BY PETER KRANZ
LIVING IN MORESBY YOU get used to being regularly assailed by a variety of door-to-door salespeople offering a huge range of products from Trobriand carvings to mud crabs and live chooks. I was even once offered my own stolen laptop.
My favourite was an old man who I called the Fisher King. He brought a variety of lovely seafood to my door, always fresh (he enterprisingly kept it in an ice bucket). Tilapia, Red Emperor, Coral Trout, Barramundi, Mud Crabs – he’d supply them all with a friendly smile and at a reasonable price. On one occasion even duck and cormorant.
One weekend I was preparing for a staff function and bought half a dozen gigantic mud crabs from him - the a couple of kilos.
As the feast wasn't until the next day, I put them in the laundry sink overnight (feeling a bit sorry for them) and covered them with water.
Unfortunately their claws were tied with leaves which swelled and loosened in the water, so the next morning, when I entered the laundry to start preparations, I was accosted by six very angry giant crabs roaming around looking for vengeance.
They got out through the door and started chasing me around the house, claws a-snapping. It was funny, yes, but don't underestimate the strength of a mud-crab's claws. They can snap fingers in half.
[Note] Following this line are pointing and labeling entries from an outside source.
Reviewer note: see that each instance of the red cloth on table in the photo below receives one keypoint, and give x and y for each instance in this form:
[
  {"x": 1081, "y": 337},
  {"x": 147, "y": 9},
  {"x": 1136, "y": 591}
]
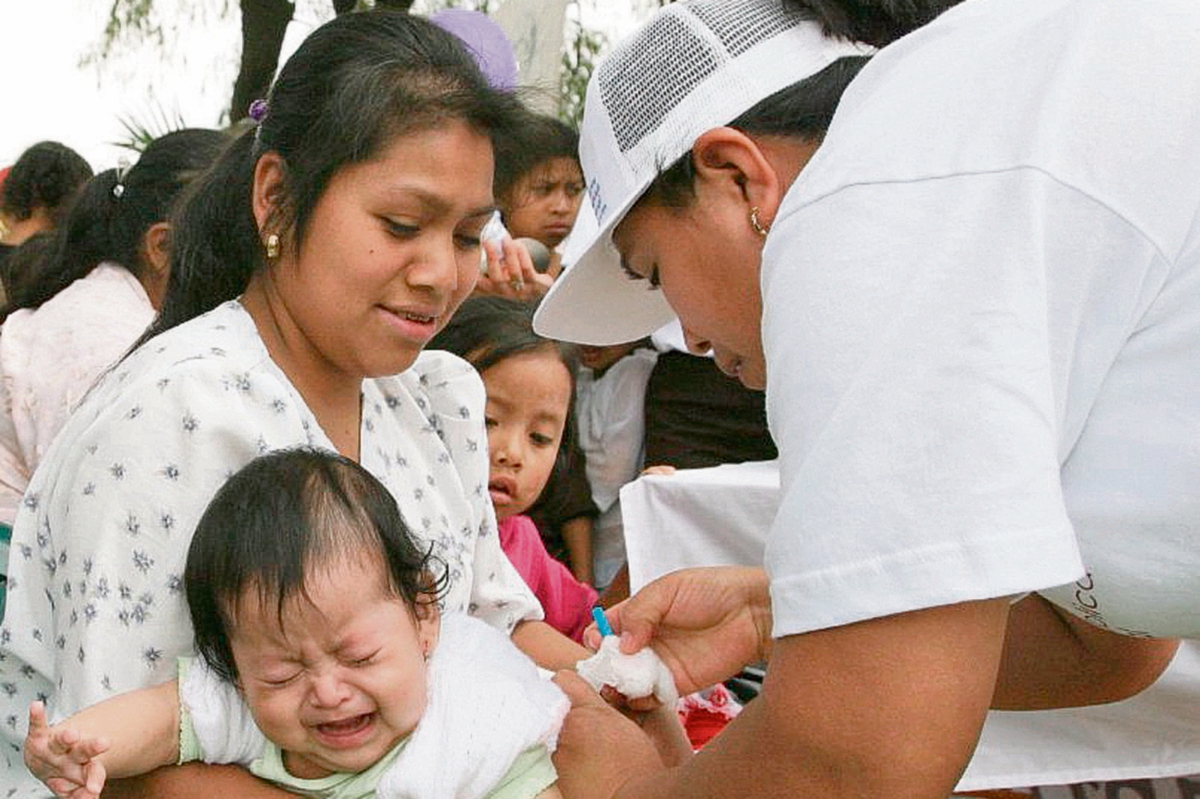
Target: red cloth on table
[{"x": 567, "y": 601}]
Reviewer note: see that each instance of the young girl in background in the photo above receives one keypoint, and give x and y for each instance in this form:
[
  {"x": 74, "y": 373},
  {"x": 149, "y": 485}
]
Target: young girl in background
[
  {"x": 325, "y": 665},
  {"x": 529, "y": 383}
]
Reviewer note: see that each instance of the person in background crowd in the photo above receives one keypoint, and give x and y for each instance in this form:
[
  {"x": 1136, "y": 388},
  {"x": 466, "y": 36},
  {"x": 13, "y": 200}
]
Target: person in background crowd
[{"x": 531, "y": 386}]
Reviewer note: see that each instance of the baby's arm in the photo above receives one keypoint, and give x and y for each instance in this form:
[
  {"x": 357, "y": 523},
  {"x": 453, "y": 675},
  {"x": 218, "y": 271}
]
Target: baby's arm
[{"x": 129, "y": 734}]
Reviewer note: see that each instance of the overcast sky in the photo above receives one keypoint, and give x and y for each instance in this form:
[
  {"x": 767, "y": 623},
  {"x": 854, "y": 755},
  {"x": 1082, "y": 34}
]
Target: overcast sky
[{"x": 47, "y": 95}]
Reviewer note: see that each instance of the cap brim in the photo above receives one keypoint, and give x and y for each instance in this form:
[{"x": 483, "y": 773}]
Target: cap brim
[{"x": 594, "y": 301}]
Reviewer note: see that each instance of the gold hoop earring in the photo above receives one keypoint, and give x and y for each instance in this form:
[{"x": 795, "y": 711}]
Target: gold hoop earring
[{"x": 756, "y": 224}]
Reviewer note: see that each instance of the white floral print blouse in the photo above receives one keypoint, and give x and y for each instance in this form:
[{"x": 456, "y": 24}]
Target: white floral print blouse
[{"x": 95, "y": 602}]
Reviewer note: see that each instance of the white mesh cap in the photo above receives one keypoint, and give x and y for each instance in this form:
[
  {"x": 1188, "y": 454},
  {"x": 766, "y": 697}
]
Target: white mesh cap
[{"x": 694, "y": 66}]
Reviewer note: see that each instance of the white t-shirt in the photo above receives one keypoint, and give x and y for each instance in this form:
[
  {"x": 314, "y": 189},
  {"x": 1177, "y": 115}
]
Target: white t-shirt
[
  {"x": 611, "y": 415},
  {"x": 487, "y": 707},
  {"x": 95, "y": 598},
  {"x": 982, "y": 324}
]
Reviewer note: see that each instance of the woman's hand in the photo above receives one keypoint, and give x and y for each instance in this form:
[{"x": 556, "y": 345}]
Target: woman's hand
[
  {"x": 706, "y": 624},
  {"x": 510, "y": 272},
  {"x": 599, "y": 748}
]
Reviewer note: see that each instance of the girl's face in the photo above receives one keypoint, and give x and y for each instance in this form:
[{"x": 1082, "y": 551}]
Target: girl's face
[
  {"x": 390, "y": 252},
  {"x": 546, "y": 200},
  {"x": 342, "y": 678},
  {"x": 528, "y": 397}
]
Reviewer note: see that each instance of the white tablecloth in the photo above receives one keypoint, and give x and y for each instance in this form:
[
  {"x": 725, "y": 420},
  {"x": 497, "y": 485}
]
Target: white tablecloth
[{"x": 721, "y": 516}]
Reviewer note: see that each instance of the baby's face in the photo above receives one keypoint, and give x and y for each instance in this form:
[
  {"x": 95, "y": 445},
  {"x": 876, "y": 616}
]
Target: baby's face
[
  {"x": 343, "y": 678},
  {"x": 528, "y": 398}
]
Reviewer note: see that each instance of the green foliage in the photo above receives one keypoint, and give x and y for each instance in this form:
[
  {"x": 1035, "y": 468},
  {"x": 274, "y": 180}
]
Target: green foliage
[{"x": 583, "y": 47}]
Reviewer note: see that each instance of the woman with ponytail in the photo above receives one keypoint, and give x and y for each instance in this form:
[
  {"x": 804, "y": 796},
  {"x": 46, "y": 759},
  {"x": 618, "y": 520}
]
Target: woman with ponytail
[{"x": 310, "y": 268}]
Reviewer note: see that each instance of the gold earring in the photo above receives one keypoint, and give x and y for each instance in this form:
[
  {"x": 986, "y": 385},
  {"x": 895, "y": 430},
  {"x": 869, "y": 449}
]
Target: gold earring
[{"x": 756, "y": 224}]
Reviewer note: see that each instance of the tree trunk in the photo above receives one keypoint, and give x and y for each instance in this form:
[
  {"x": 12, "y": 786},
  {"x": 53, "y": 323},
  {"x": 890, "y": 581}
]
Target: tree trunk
[{"x": 263, "y": 24}]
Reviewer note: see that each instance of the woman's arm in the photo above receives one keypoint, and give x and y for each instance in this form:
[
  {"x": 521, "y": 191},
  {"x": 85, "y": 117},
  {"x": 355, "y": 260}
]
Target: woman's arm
[{"x": 195, "y": 781}]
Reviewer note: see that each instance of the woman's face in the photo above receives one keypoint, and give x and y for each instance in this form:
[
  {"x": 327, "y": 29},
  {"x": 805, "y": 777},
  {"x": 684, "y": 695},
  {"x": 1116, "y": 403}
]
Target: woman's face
[
  {"x": 390, "y": 251},
  {"x": 705, "y": 258}
]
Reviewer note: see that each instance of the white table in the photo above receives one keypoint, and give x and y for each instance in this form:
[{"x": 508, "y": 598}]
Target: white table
[{"x": 721, "y": 516}]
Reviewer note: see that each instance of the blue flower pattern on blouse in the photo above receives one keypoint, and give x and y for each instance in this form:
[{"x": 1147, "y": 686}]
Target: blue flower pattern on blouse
[{"x": 95, "y": 594}]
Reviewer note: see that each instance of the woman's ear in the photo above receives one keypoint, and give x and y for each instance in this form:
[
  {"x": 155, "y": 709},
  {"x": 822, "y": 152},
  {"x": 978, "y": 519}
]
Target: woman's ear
[
  {"x": 736, "y": 163},
  {"x": 156, "y": 260},
  {"x": 270, "y": 174}
]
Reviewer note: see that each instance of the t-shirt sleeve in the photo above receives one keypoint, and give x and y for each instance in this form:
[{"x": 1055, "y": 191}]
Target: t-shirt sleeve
[
  {"x": 912, "y": 394},
  {"x": 565, "y": 601},
  {"x": 532, "y": 773}
]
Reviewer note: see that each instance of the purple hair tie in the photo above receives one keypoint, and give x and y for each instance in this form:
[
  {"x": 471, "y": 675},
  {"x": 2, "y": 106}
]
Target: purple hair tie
[{"x": 258, "y": 110}]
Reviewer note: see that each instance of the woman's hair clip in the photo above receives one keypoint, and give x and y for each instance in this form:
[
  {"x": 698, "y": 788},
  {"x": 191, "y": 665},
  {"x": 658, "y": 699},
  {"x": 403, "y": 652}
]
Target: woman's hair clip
[{"x": 123, "y": 168}]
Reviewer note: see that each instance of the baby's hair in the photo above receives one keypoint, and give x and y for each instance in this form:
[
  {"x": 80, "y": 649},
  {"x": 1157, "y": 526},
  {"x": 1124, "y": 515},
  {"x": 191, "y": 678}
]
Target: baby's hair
[
  {"x": 280, "y": 518},
  {"x": 535, "y": 142}
]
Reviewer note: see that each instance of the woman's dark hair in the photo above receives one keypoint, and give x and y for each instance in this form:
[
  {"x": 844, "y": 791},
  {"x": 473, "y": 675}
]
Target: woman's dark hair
[
  {"x": 275, "y": 522},
  {"x": 802, "y": 110},
  {"x": 538, "y": 139},
  {"x": 486, "y": 330},
  {"x": 107, "y": 223},
  {"x": 46, "y": 175},
  {"x": 875, "y": 22},
  {"x": 355, "y": 84}
]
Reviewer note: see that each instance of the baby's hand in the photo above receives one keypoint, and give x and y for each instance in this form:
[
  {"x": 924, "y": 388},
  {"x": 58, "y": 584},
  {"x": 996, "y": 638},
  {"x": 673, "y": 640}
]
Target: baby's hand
[{"x": 63, "y": 758}]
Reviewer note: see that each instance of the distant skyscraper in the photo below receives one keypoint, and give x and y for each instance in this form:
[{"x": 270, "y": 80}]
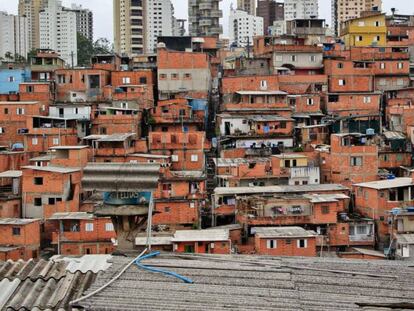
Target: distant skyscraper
[
  {"x": 58, "y": 31},
  {"x": 248, "y": 6},
  {"x": 84, "y": 21},
  {"x": 343, "y": 10},
  {"x": 203, "y": 18},
  {"x": 244, "y": 27},
  {"x": 31, "y": 9},
  {"x": 159, "y": 20},
  {"x": 14, "y": 35},
  {"x": 271, "y": 11},
  {"x": 129, "y": 26},
  {"x": 301, "y": 9}
]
Luckily I found a broom and managed to herd them back into the laundry, then hurriedly shut the door and considered my options.
I knew a neighbour had a gun, but this seemed a bit extreme for a few crabs. I decided on a strategy of distraction and surprise, so, armed with a broom and a white rag on a stick, I cautiously opened the door.
I distracted the muddies with the rag, then cornered them with the broom and threw them one-by-one into a pot with a heavy lid - which I quickly transferred to the stove where they met their doom.
Subsequently a lovely crab meal was enjoyed by all! Lesson - treat PNG mud crabs with respect (and pick them up by the back end).